Just be sure not to scrap any parts for older, vehicles and farm engines, etc....such parts are often the holy grail for those of us who collect and restore such things...and we pay much more than scrap value!  (recycling is NOT new...some of us have been doing it for years!!)  Before scrapping, try parting it out...put out an ebay or craigslist ad...you'll make more money, help the environment, and help preserve history all at the same time...everyone wins.

Well Ms. Datko, what exactly did you mean by your first sentence? That statement had no place in your article. Do you look for any opportunity to make derogatory or discriminatory remarks against the Appalachian people of Eastern Kentucky?

I will never understand people like you that believe that you are better than the rest of us just because of your geographic location.

be sure to blend the lead china sent us into these imports of bulk to truly bring out the recycle in all of it...................Mad in Ms.

Dont be knocken E. KY

One Angry Appalachian American, if you had bother to pay attention to the entire article, you would have seen that Ms. Datko was referring and linking to an article written in the Lexington Herald-Leader.  Which is in Kentucky.  And since I went to school in Lexington, I know it is in the Eastern part of the state.

they are making guns and bombs to send back to us

He saw what he saw...when he saw it!!!  The first sentence was simply framing.  I'm from Ohio and grew up seeing rusted heaps in fields and barns.  While visiting relatives in West Virginia, I saw land "built up" on the creek banks by covering old heaps with soil.  I get it Ms. Datko.  I'll think and compare the options before trading in my 15 year old van, or giving it away.

Read First, Lexington is not in eastern Kentucky. It is in central.  I am from Eastern Kentucky, now living in New York, and can also agree with Angry Appalachian that E. Kentucky shoudn't have been referenced in the first sentence. It reads very poorly and offensively. By the time you get to the Herald Leader link (based in central Ky interviewing an E. Ky person in Wolf Co.), you are already offended and discrediting the author.

I also agree with the Dollinator that Ms. Datko was framing, but could have done so without a "frame" that makes E. Ky seem like the junkyard capital of the country.
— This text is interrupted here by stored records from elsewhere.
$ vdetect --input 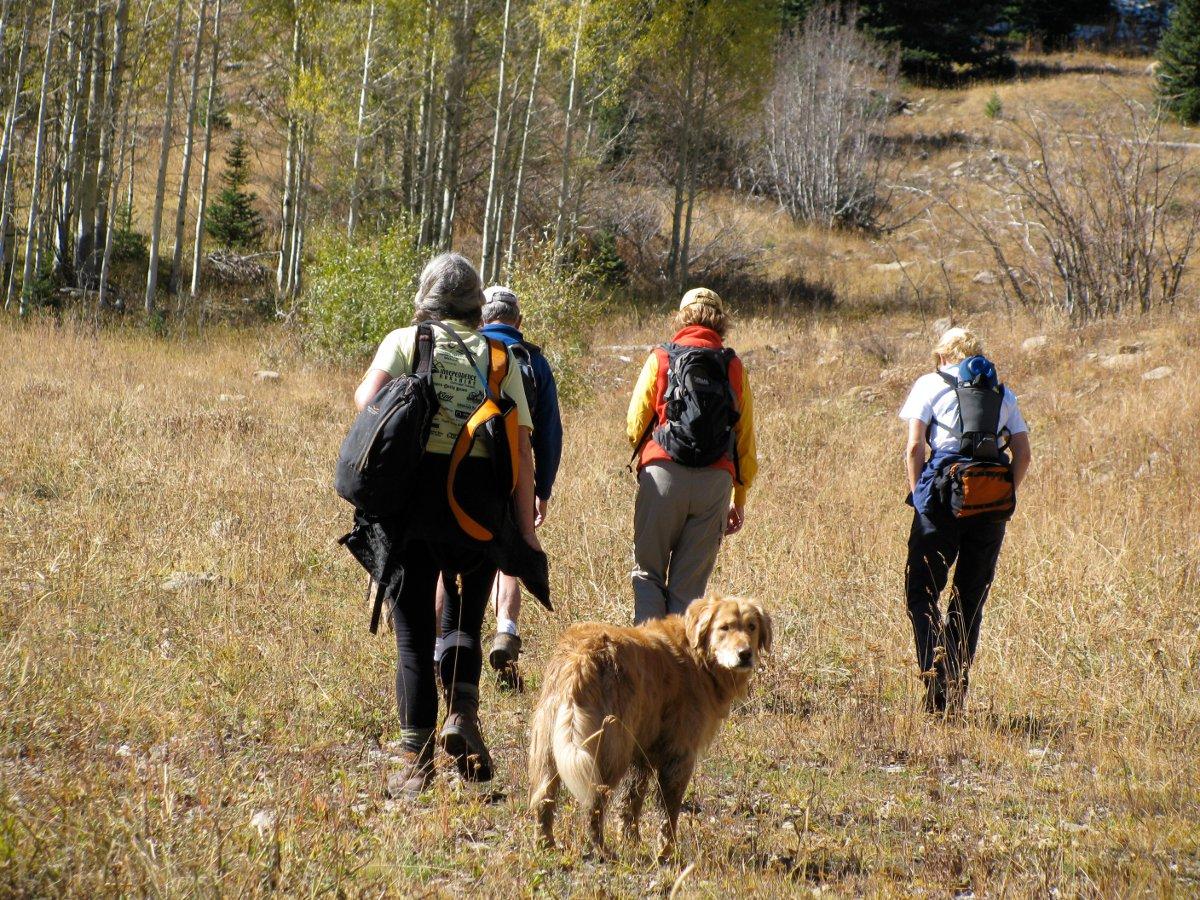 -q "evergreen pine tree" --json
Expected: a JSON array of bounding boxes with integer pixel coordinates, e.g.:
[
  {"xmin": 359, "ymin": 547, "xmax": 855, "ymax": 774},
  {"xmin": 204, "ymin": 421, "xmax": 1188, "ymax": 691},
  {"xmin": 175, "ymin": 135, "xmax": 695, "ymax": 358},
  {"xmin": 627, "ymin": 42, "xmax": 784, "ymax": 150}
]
[
  {"xmin": 1158, "ymin": 0, "xmax": 1200, "ymax": 125},
  {"xmin": 204, "ymin": 131, "xmax": 263, "ymax": 250},
  {"xmin": 859, "ymin": 0, "xmax": 1007, "ymax": 80}
]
Framing could have been more appropriate if it just referenced the cars that we have ALL seen pushed over the hill.  I have lived in Arizona and New York since leaving Kentucky, and the junk cars in Ky are no anomaly, they are everywhere. Years ago when those cars were junked, overall environmental disregard was a cultural mindset that prevailed nationally, not just regionally.  Ms. Datko's first sentence reference to E. Ky was just a bit of thoughtlessness and poor writing, but otherwise  she has laid out a good article.